The idea is to let the application specify which content can be cached and for how long, and then the client will issue the request for a cached resource in
clear text over the network, using the above reserved connection id.
\begin{itemize}
\item If no CDN is found between the client and the server, the packet will get to the server, which will process it.
\item If the CDN receives the packet it will give the encrypted content to the client. The client will get the decryption key directly to the server.
\end{itemize}
Further optimizations might be communicating the client the CDN closer to him, in which case a full connection might be established between the CDN server
and the client.
This means that caching proxies could be both transparent and explicit.

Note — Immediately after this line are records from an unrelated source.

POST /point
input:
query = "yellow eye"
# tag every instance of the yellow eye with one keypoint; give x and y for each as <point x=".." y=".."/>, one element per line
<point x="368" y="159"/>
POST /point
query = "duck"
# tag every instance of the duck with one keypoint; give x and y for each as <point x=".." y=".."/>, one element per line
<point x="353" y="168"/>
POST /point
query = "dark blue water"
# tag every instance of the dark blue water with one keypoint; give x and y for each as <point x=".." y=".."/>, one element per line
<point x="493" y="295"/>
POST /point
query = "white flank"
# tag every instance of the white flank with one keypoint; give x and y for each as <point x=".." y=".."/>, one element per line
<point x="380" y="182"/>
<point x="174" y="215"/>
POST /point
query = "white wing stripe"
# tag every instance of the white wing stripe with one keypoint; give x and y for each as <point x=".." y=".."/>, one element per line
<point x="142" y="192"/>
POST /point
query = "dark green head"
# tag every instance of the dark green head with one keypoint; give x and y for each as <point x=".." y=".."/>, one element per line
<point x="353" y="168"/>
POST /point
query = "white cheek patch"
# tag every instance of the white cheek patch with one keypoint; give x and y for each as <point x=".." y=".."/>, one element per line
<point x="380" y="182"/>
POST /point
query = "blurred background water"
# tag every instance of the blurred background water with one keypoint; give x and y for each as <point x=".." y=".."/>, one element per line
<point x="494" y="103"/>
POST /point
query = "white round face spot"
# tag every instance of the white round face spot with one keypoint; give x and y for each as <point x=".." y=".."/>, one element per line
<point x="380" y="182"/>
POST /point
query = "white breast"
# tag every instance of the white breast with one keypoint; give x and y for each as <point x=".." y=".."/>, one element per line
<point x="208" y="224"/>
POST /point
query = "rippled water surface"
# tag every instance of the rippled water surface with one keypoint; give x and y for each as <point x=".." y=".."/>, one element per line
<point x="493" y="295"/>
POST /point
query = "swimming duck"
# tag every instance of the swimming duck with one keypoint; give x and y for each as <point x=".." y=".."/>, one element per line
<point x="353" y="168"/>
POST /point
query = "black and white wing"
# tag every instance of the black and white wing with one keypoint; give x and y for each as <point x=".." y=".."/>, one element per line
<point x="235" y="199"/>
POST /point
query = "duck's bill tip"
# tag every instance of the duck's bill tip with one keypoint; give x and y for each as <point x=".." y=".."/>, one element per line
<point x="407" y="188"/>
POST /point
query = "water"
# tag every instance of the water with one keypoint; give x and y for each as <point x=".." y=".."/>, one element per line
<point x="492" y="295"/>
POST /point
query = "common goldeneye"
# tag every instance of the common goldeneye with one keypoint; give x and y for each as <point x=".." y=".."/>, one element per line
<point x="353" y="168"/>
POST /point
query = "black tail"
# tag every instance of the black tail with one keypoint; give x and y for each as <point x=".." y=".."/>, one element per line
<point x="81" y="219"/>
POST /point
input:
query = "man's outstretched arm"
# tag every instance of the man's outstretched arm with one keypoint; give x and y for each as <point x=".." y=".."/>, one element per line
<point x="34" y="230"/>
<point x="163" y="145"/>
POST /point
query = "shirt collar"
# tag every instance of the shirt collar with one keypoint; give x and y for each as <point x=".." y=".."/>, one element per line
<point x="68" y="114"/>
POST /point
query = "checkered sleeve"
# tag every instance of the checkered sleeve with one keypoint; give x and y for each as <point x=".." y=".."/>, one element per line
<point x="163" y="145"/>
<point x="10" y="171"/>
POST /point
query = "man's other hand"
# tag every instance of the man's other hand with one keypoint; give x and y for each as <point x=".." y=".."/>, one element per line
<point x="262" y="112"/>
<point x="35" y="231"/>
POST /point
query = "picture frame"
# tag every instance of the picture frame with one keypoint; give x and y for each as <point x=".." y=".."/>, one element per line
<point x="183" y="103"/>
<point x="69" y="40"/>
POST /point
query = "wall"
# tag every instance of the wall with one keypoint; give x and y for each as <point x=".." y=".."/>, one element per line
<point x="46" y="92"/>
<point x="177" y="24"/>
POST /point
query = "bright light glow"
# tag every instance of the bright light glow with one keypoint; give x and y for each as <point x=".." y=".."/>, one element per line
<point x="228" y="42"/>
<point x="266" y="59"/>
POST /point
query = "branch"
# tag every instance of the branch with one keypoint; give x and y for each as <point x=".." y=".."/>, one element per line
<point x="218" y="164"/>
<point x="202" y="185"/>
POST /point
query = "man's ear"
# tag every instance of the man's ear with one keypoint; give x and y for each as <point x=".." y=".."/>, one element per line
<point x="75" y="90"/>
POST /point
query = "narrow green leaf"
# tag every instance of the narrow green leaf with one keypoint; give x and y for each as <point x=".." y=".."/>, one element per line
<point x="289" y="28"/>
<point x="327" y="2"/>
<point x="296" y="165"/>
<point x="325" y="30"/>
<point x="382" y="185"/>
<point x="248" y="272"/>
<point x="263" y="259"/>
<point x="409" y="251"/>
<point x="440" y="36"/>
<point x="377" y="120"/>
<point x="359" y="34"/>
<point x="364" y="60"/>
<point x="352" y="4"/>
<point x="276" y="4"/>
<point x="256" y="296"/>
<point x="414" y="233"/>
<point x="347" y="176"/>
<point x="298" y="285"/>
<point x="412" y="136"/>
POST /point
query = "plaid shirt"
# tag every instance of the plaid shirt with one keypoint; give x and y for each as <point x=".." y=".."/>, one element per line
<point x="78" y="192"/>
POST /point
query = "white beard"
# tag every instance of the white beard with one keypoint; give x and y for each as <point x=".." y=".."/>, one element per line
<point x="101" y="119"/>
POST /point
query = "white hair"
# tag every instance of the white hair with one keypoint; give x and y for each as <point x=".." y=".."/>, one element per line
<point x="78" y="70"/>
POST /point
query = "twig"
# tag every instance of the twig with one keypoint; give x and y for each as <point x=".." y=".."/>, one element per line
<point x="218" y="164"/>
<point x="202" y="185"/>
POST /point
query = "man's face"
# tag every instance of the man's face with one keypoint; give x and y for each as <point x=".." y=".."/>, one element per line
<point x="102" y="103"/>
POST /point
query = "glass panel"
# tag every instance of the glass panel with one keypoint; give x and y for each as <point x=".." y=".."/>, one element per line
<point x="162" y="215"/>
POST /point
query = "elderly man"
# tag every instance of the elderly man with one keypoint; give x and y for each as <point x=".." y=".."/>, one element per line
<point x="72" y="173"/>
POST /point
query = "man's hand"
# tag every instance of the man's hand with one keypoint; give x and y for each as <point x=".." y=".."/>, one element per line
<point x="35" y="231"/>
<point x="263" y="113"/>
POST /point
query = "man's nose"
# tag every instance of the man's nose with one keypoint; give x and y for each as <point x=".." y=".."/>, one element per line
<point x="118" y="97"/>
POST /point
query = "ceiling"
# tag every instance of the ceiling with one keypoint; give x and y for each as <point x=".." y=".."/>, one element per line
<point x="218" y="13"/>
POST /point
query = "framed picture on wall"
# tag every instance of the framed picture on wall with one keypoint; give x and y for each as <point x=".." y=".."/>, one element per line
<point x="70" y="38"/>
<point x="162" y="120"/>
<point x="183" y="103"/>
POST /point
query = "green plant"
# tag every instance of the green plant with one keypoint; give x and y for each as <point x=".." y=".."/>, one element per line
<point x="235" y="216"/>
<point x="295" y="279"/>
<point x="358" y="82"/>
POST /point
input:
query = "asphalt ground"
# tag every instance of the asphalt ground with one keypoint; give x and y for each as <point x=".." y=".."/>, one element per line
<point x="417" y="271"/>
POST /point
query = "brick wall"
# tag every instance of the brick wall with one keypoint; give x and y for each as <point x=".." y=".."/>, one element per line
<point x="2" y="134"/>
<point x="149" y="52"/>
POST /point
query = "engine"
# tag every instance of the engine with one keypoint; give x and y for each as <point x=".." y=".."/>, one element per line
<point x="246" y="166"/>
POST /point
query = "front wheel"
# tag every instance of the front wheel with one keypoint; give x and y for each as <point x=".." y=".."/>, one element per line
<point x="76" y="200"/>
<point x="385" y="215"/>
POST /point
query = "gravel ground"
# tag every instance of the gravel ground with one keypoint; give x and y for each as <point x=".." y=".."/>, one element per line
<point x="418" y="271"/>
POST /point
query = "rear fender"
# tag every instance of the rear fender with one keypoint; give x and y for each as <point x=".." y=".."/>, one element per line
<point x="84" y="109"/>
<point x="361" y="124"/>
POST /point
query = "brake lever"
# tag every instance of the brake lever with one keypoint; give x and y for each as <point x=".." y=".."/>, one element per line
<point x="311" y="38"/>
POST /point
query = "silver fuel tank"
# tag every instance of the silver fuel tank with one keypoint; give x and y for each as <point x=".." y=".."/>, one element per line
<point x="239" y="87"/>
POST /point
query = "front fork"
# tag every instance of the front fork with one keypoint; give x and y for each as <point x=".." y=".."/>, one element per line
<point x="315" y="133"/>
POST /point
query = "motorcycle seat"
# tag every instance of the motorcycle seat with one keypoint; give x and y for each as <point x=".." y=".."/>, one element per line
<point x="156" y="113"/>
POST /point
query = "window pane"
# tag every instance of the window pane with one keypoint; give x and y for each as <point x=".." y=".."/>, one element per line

In the case of transparent caching however only public information should be cached to prevent tracking of what resources the user is currently visiting.\\
This is a very interesting idea, but the risk of user tracking is great, so it should be handled with care and needs more analysis.
Instead of letting the developer handle firewalls and complex stun protocols, Fenrir should include a way to let two users communicate directly.
The right way would be to copy the stun protocol inner workings, so that Fenrir on UDP can quickly pass NATs. But two problems arise and remain unresolved
as of now:
\begin{itemize}
\item \textbf{device identification}: The user can be logged in from multiple devices. Just trying to connect to a username therefore does not make much sense.
For this the usernames should include some form of device identification, for example like in Jabber (\textit{user@domain.com/device}) or like the
more common email subaddressing (\textit{user+device@domain.com})
\item \textbf{Spam problems} letting everyone connect to everyone will increase the amount of spam that has to be managed by any application by a wide
margin, making first communications problematic (if the users already know each other, they could filter requests from non-registered users).
\end{itemize}
The device identification is a matter of decision, and probably the Jabber way is better, as the email solution requires the provider to standardize to the same
symbol `+' for subaddressing.
The spam problem instead is a big one, as limiting the application to registered users will also limit the possible uses of the application itself
(e.g.: no mail without registering each other in some way).
The spam problems are a show stopper for this feature, as it would be too easy to abuse.